Yong Tai Temple, the oldest nunnery in the region, is a contemplative place with female martial arts students and vegetarian meals. It has few guests but lots of years.Finding a quiet corner to sketch I was able to sink into the sanctity that is why we go to temples. For the next few days I toured around
other temples offering up the ancient China that fuels my connection with that which has weathered time and adversity.The Shaolin area has developed a major industry teaching classes in martial arts.Though I did not have to enroll I was allowed to sketch and paint several authentic
practitioners while performing their routines. I chose to capture their dramatic gestures and postures while trying to express inner strength and poise. While they practiced kung-fu, I did mine, hoping the spirit of the spaces and movements would fill my pages with energy.

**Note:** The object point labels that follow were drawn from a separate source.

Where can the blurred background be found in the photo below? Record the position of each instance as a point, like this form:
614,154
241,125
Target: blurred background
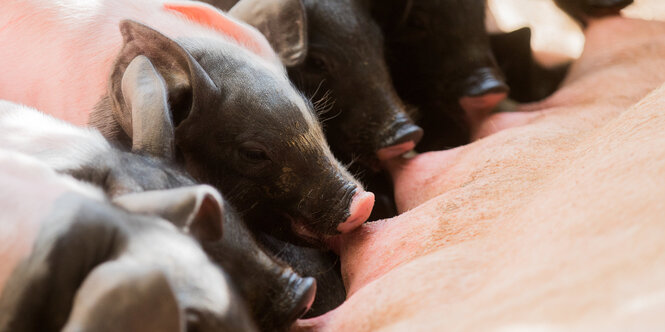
554,35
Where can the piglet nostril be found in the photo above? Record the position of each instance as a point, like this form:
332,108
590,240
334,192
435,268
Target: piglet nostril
360,210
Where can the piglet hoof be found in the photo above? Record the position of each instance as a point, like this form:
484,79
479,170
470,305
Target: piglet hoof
361,208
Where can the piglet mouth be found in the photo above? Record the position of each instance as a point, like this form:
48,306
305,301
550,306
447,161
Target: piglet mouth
314,239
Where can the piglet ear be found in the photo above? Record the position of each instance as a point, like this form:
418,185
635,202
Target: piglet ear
282,22
146,94
119,296
197,210
154,84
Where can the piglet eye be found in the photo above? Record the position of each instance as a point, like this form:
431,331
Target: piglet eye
253,152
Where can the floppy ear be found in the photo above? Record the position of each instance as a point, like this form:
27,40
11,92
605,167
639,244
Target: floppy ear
118,296
154,83
146,95
282,22
197,210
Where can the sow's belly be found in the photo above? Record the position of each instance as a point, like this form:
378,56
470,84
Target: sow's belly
552,220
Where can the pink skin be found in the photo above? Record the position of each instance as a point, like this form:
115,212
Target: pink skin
58,54
395,150
361,208
533,225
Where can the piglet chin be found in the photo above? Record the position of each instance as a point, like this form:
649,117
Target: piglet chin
360,209
395,150
478,108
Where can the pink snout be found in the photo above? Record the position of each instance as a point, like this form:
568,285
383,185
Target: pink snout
361,208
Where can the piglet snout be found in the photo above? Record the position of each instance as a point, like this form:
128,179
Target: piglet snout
360,209
485,90
305,292
403,137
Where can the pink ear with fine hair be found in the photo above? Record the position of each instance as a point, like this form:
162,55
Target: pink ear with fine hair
213,18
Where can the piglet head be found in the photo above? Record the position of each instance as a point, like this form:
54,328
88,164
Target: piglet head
346,73
235,121
443,51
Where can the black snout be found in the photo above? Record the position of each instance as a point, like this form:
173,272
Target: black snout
607,7
485,81
403,130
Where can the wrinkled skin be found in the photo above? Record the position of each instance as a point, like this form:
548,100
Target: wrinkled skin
552,220
440,58
275,294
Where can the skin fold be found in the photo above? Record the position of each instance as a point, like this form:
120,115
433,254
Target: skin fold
552,219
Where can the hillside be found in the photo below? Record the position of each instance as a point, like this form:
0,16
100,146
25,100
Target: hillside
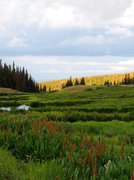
89,80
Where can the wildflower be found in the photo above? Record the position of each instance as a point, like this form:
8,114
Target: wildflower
56,178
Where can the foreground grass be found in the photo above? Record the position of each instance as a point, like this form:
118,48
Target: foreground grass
91,150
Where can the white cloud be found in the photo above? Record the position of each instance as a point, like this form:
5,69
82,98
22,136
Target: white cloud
17,42
99,39
121,31
71,13
127,63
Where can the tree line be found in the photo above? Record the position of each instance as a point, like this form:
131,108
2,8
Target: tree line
70,82
17,78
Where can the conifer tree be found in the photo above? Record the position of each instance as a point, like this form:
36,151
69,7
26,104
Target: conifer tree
76,82
82,81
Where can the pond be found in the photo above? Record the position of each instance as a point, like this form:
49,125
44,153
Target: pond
24,107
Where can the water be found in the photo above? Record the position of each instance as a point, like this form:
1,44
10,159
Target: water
24,107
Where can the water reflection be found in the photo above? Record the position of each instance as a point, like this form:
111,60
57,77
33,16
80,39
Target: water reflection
23,107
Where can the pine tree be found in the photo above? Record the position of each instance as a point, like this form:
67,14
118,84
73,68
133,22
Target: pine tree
82,81
76,82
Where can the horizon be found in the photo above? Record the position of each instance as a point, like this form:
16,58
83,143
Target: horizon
58,39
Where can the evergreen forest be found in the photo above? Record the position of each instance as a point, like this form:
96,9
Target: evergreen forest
17,78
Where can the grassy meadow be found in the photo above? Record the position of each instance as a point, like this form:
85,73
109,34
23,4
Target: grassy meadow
77,133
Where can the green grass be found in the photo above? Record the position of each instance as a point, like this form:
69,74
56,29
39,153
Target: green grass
106,112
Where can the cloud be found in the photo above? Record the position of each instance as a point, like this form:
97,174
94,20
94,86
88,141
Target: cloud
121,31
17,42
127,63
61,14
99,39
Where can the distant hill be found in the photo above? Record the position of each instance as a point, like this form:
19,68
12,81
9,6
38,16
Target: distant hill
113,79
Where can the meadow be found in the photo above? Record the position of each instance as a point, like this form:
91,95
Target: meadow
80,132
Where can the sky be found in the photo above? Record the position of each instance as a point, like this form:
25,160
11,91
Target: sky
56,39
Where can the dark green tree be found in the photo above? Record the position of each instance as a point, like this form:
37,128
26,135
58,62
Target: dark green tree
82,82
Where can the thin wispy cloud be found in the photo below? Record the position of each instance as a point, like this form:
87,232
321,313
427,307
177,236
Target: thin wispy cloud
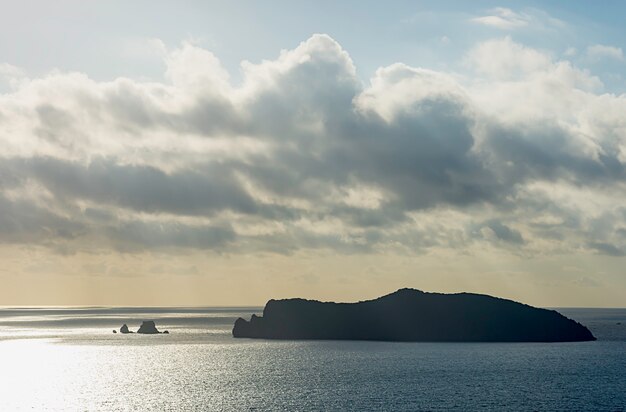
601,51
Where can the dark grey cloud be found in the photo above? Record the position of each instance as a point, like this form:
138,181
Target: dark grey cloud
124,164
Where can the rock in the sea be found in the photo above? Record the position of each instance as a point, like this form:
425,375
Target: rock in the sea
148,327
413,315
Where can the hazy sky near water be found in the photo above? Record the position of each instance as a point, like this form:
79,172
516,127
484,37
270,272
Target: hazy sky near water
205,153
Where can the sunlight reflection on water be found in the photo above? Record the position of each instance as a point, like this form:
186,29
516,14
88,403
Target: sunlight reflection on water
203,368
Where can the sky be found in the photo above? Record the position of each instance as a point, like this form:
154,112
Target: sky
225,153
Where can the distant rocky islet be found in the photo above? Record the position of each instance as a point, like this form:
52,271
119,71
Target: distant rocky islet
147,327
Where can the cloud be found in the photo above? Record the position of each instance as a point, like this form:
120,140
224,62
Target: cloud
503,18
524,153
600,51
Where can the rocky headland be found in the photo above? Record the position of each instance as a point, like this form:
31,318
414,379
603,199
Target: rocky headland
413,315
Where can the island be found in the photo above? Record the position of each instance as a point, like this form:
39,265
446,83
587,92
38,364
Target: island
411,315
148,327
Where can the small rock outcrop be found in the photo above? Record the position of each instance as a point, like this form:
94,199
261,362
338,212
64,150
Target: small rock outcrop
148,327
411,315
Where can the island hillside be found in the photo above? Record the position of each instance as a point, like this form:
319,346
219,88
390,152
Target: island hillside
413,315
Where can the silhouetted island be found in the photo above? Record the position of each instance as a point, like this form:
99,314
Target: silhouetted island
148,327
412,315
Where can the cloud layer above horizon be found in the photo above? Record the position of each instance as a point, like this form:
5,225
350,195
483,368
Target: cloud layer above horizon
524,154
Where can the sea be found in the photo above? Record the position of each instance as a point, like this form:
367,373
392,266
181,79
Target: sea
69,359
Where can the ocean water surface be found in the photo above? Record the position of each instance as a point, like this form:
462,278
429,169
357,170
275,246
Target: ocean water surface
68,359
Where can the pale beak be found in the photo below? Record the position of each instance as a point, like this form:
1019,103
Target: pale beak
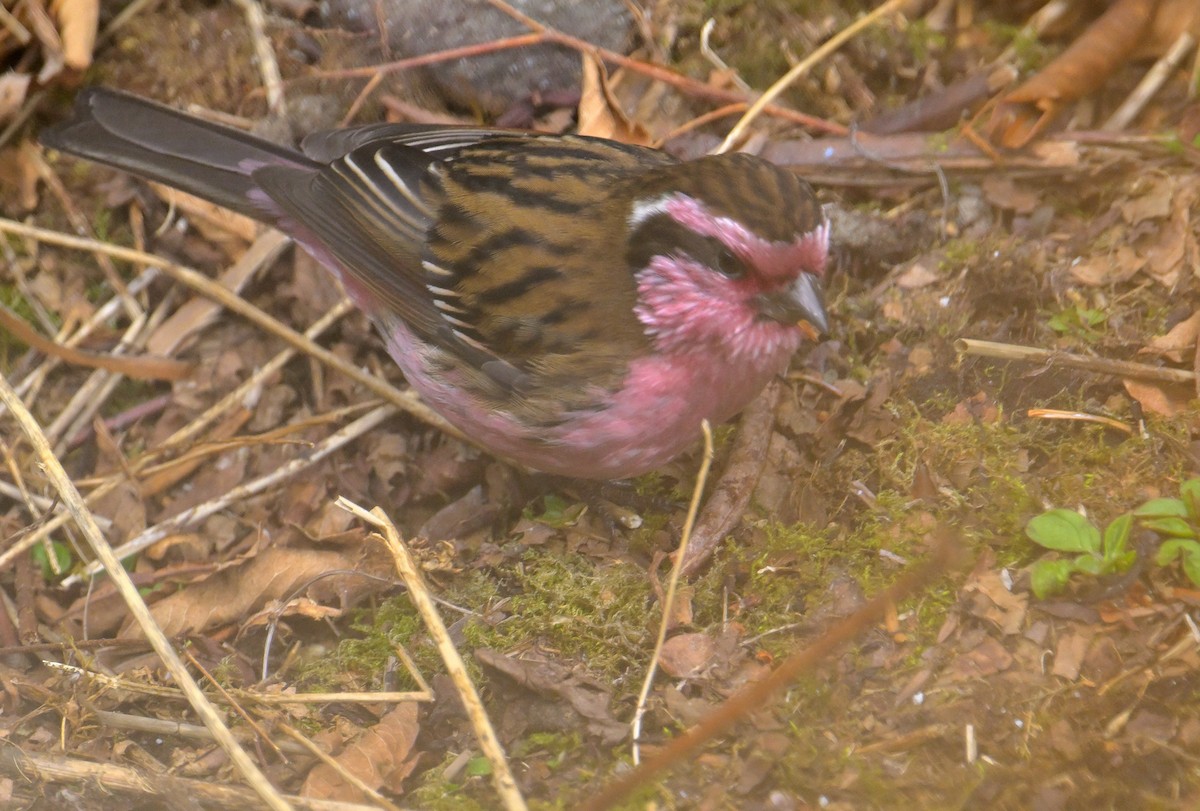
802,304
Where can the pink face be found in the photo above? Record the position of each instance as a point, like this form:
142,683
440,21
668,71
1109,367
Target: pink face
688,306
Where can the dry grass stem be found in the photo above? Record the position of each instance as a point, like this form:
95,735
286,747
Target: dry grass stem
681,556
409,571
201,511
137,606
1053,358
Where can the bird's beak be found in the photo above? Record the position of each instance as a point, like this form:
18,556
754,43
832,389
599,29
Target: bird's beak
802,304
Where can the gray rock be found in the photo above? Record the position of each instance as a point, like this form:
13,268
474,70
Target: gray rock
498,82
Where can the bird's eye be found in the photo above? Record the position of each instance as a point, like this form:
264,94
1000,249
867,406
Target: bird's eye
729,264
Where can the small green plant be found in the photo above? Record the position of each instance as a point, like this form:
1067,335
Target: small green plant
1079,322
1066,530
1108,553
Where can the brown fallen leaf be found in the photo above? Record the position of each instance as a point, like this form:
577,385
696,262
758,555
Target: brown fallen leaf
1068,656
991,600
1179,342
600,113
587,696
1161,398
381,757
78,23
687,655
235,592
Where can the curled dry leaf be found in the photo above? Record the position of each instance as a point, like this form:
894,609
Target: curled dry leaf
231,594
600,113
687,654
78,22
1081,68
381,757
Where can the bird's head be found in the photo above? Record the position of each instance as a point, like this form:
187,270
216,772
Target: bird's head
729,252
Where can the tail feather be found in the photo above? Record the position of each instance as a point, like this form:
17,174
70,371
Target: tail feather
151,140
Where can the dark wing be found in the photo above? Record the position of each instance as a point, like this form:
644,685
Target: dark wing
498,247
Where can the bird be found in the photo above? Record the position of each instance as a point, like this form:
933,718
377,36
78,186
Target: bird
573,304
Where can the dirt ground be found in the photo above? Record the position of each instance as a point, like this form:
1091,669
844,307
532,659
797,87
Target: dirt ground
971,692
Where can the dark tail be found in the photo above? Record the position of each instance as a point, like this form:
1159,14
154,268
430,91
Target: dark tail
155,142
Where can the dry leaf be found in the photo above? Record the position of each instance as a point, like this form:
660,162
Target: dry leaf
382,757
78,22
1164,400
687,654
600,114
1179,342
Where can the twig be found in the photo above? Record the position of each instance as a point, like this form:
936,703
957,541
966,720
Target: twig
197,514
336,766
1123,368
681,556
757,692
408,570
406,401
1151,83
803,67
111,778
549,36
137,606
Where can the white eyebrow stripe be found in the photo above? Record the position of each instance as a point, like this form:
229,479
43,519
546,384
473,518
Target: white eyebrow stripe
643,210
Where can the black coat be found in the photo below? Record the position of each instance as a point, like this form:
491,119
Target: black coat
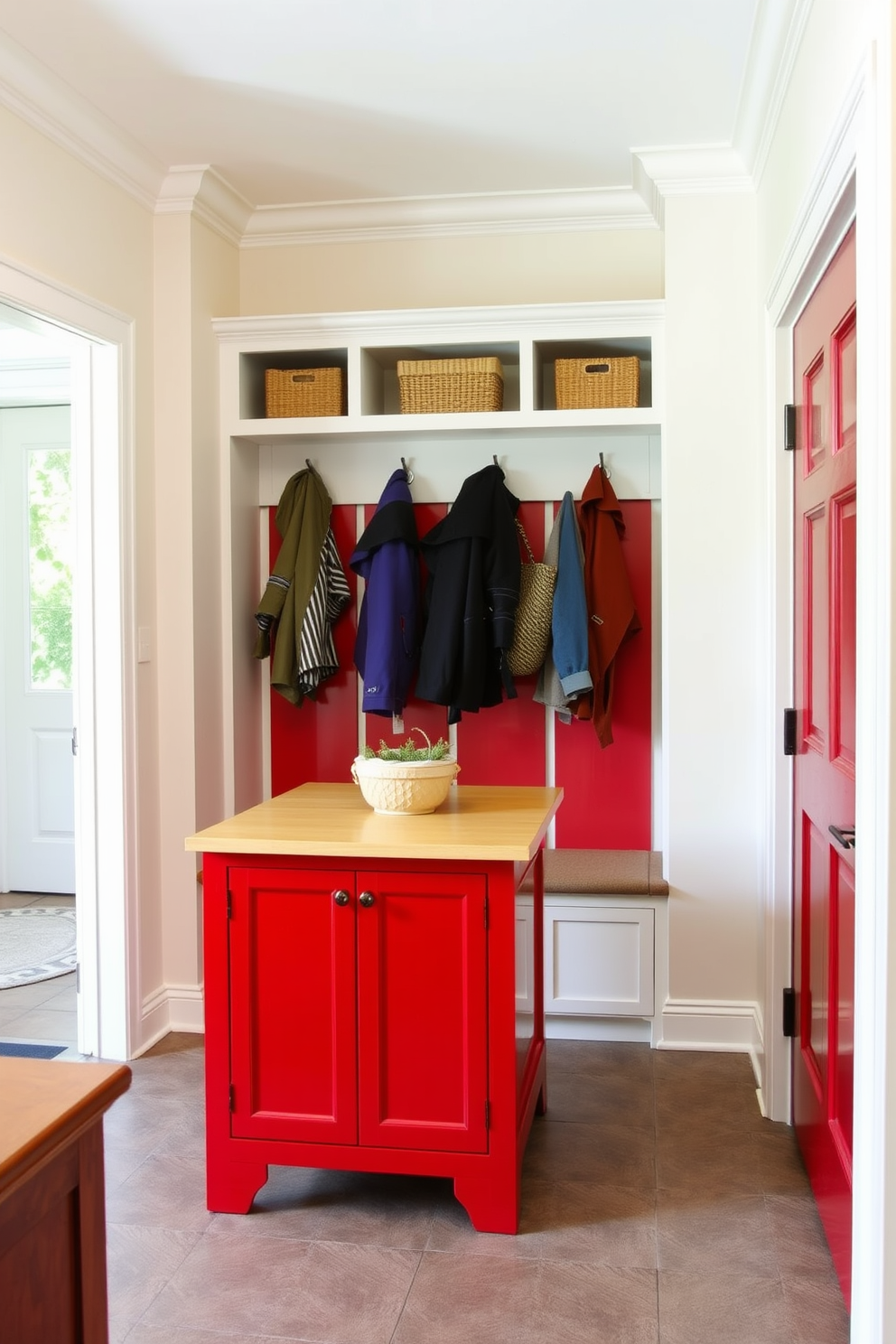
473,590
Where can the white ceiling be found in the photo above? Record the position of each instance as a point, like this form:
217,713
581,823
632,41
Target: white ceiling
297,102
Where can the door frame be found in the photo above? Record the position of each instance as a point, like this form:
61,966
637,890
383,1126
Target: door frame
854,181
104,693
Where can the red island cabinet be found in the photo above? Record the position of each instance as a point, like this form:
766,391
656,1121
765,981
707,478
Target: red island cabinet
372,997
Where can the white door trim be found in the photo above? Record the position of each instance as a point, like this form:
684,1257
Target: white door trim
854,178
102,435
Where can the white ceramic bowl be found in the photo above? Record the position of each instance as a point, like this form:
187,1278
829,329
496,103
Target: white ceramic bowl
403,788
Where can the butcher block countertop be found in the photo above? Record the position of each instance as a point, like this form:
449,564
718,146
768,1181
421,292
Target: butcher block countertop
332,820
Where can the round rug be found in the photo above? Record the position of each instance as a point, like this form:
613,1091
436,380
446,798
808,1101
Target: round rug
36,942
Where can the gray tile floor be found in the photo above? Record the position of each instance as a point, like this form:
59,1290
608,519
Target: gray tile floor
44,1011
658,1207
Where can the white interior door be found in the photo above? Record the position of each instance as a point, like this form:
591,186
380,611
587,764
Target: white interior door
38,547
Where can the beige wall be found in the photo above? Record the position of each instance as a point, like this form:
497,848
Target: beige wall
565,267
195,280
714,545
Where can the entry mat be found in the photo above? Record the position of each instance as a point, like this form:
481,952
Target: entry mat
24,1050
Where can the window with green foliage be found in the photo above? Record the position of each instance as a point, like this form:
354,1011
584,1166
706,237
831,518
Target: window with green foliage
50,555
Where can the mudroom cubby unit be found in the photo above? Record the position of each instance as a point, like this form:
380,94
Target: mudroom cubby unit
543,453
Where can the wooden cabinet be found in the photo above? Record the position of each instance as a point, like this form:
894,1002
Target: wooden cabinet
367,1004
356,1007
52,1225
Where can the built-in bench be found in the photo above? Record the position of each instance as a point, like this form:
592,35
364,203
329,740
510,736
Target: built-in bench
605,942
597,873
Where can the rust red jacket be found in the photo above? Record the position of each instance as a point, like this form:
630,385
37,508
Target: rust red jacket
611,611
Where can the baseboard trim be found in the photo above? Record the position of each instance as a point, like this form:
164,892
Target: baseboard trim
171,1008
597,1029
707,1024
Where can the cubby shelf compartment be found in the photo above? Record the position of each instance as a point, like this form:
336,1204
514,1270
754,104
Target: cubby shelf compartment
369,347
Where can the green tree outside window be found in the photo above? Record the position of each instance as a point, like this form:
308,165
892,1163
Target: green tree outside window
50,546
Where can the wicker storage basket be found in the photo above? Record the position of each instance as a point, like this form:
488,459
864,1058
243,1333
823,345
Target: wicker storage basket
303,391
450,385
597,382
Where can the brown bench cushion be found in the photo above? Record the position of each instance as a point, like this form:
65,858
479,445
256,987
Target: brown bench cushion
598,873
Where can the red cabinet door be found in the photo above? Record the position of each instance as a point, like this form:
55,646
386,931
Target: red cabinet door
293,1007
422,1011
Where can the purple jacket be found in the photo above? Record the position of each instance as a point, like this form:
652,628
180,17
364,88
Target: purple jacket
388,624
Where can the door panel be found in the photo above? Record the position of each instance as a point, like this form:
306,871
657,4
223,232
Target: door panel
292,950
422,1011
825,526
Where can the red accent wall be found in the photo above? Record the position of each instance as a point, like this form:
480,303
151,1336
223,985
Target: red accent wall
607,792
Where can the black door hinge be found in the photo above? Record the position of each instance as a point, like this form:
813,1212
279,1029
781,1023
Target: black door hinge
789,1013
790,427
790,733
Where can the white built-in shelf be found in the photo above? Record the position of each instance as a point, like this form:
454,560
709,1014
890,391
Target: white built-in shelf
539,446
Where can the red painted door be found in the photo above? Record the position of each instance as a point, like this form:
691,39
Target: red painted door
825,762
422,1011
292,1010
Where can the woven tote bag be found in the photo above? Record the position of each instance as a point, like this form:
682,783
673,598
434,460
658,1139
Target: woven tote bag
532,625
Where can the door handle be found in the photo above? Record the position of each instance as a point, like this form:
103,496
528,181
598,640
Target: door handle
844,836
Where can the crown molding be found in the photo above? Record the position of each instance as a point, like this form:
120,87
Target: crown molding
199,190
694,170
46,104
427,217
774,44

Later, the monk who was showing me around posed for several hours as I man-handled a 5x20foot canvas,
rolling it out and painting it on the ground below a 1,500 year old stupa.After I had finished painting and laughing with the locals, the 70 year old caretaker of the compound kindly invited me to stay with him in the Guan Yin temple which doubled as his home.Recalling the toilet at my
cheap hotel which kept unseating every time I used it, I would have happily accepted had I been staying on. But it was time to return to the bustling city of Shanghai where temples and monks are hard to find and one rarely hears the rustling of leaves in the trees and the sounds of happy birds.